Does anybody use their iPhone to geotag their DSLR images?

If so, how are you doing it?
What do you recommend?

Thanks.

-MS


----------



## daniemare (Mar 30, 2012)

I use GPS4cam. Simple enough app that works well. Yes it drains battery power but all gps type devices will. It has several acuracy settings and works out of country. Also a quite cheap solution


----------



## almograve (Mar 30, 2012)

check on GeotagPhotos
http://www.geotagphotos.net/en/

they have a java app compatible with Windows and Mac and with RAW format (didn't test with 5D mk III)


----------



## msdarkroom (Mar 31, 2012)

daniemare said:


> I use GPS4cam. Simple enough app that works well. Yes it drains battery power but all gps type devices will. It has several acuracy settings and works out of country. Also a quite cheap solution



Simple enough is right. Bought it, love it, wrote a blog post about it already!
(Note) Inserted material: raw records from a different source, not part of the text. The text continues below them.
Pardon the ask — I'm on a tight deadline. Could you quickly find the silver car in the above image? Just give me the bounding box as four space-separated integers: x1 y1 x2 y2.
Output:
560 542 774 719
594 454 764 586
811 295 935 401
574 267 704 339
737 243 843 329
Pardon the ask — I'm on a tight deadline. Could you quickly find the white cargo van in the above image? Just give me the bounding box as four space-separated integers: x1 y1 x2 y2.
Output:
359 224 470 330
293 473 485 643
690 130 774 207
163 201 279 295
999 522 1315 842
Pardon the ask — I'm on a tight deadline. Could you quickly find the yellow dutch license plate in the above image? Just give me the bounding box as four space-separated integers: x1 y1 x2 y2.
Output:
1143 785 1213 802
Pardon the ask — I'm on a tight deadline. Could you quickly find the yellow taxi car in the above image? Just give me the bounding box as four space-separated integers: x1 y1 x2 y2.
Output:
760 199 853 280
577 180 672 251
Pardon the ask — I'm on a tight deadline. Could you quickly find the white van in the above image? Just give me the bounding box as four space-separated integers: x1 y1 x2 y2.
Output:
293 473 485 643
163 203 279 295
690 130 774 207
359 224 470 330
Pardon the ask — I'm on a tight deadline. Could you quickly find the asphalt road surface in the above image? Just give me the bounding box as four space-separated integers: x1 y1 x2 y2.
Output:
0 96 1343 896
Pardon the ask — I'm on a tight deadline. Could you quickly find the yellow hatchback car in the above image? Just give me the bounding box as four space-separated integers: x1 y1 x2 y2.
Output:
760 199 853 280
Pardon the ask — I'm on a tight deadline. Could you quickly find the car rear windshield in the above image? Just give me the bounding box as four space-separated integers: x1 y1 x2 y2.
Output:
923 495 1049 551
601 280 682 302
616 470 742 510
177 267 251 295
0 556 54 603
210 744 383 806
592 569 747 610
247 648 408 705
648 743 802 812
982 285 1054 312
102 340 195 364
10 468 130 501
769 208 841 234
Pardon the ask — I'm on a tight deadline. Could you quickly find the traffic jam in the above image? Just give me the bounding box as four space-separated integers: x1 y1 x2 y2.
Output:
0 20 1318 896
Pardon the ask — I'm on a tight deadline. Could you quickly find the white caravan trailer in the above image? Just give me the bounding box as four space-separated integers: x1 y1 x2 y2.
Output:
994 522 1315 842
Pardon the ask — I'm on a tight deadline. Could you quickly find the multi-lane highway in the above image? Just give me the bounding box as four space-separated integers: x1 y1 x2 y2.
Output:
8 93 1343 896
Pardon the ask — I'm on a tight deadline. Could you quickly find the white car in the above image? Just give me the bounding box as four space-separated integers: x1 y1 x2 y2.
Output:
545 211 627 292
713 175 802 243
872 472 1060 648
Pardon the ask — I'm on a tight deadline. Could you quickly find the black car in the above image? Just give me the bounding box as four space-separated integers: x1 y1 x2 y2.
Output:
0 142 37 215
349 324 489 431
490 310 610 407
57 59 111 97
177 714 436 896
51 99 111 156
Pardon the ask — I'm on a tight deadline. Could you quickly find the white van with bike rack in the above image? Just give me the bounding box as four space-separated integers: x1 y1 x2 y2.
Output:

Thank you for the info. Great app.


----------



## wickidwombat (Apr 2, 2012)

http://www.dslrbot.com/

this works well too


----------



## Caps18 (Apr 5, 2012)

wickidwombat said:


> http://www.dslrbot.com/
> 
> this works well too



Does it send the info by IR so the photos are tagged in real time? Do you know of any iPhone apps that could do this?

Does anyone know if you can connect your iPhone over bluetooth if you plug in a USB-bluetooth adapter into the WFT-4a?
http://www.bhphotovideo.com/c/product/542685-REG/Canon_2553B002_BU_30_Bluetooth_Adapter.html

http://www.amazon.com/Belkin-Mini-Bluetooth-Laptop-Adapter/dp/B001E96JBK/ref=sr_1_4?ie=UTF8&qid=1333599137&sr=8-4


----------



## wickidwombat (Apr 5, 2012)

Caps18 said:


> wickidwombat said:
> 
> 
> > http://www.dslrbot.com/
> ...


no you set the phone and camera time to the same it makes a log file which you use later to generate the geotagging in post


----------